Delius was by no means unique among composers in the US in fusing European classical and African American vernacular idioms. He was composing during an era in which American, like English, musical identity was hotly contested. The pianist Louis Moreau Gottschalk (1829-69) had found fame using Creole music in his compositions, and Delius’s Florida followed such pieces as John Broekhoven’s Suite Creole (1884) and Ellsworth Phelps’s Emancipation Symphony (1880), which incorporated spirituals and had a loose narrative celebrating the abolition of slavery. Delius may not have known Phelps or Broekhoven, but he would certainly have been aware of Gottschalk: a musical association in Jacksonville, not far from Delius’s plantation, was dedicated to him, and his popular memoir was published in 1881. As the musicologist Douglas Shadle has demonstrated, there was by the late 1880s a lively debate in the US about how music might combine the ‘aesthetic and national’, and what it meant to make African American music the foundation of the ‘national’.

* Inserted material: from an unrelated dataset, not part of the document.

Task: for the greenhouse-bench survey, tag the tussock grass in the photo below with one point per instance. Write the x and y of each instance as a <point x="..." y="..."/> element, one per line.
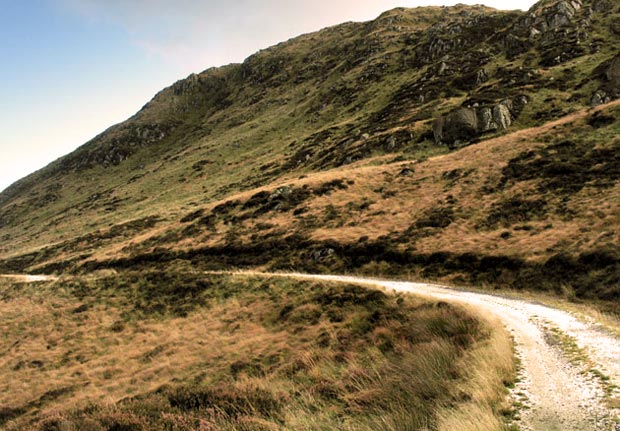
<point x="183" y="352"/>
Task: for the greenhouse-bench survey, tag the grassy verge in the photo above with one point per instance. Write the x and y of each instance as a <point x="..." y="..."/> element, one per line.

This debate became significantly more bitter in 1892, when Dvořák was appointed director of the National Conservatory in New York and declared that ‘the future music of this country must be founded on what are called negro melodies.’ His pronouncement – followed by the premiere in 1893 of his Symphony No. 9, the ‘New World’, in which he put his theories into practice – caused a scandal. In Jim Crow America, many white Americans ‘considered the music of Native Americans, enslaved Africans, and Asian immigrants “barbaric”’, Shadle writes, ‘and therefore un-American’. In this context, Dvořák’s remarks were ‘explosive’; they were printed and discussed in newspapers across the US. Letters pages filled with racist invective as well as more measured responses acknowledging that Dvořák’s comments were only the latest in a long history of wrangling about what constituted ‘national’ American music.

Delius began writing Koanga in 1895, three years after the Dvořák furore – vital context for understanding his compositional decisions. Dibble’s observation that ‘negro melodies … imbue Koanga with a unique American flavour’ is far from being neutral. (Not least because the term ‘negro melodies’ was contentious even in 1893. As Shadle points out, the term’s broad-brush nature sparked disagreement about what music it included: was it ‘the music of Southern enslaved people, Creole music of the gulf coast, African music, blackface minstrelsy or some combination’?) Delius’s American works are saturated with the racial politics of the period in which they were composed. That doesn’t mean we shouldn’t perform them, study them or listen to them. But it does mean that they need to be approached and programmed with care and attention to those politics.

The myth of Delius’s individualism may once have been a useful way of understanding his music. Positioning him as a man outside of his time, uninterested in and unanswerable to his surroundings, made him more attractive, more easily categorised. But Delius was just as influenced and shaped by the politics and culture of his day as any other composer. Acknowledging this means admitting that he was less innovative than some of his advocates claim. He was not the first white composer to show interest in Black music, nor even the first to use a wordless chorus, as Béla Bartók believed. (Delius’s Mass of Life incorporated a wordless chorus in 1905; to pick just one predecessor, Debussy used the technique six years earlier in his Nocturnes.) But it is exactly this worldliness that makes Delius interesting today. British music of the early 20th century is undergoing a reassessment – Ethel Smyth, Samuel Coleridge-Taylor, John Ireland, Ivor Gurney and Rebecca Clarke are all gracing stages once again, and established historical narratives are being upended by new scholarship on their lives and works. Delius, in all his messiness, belongs to the same world.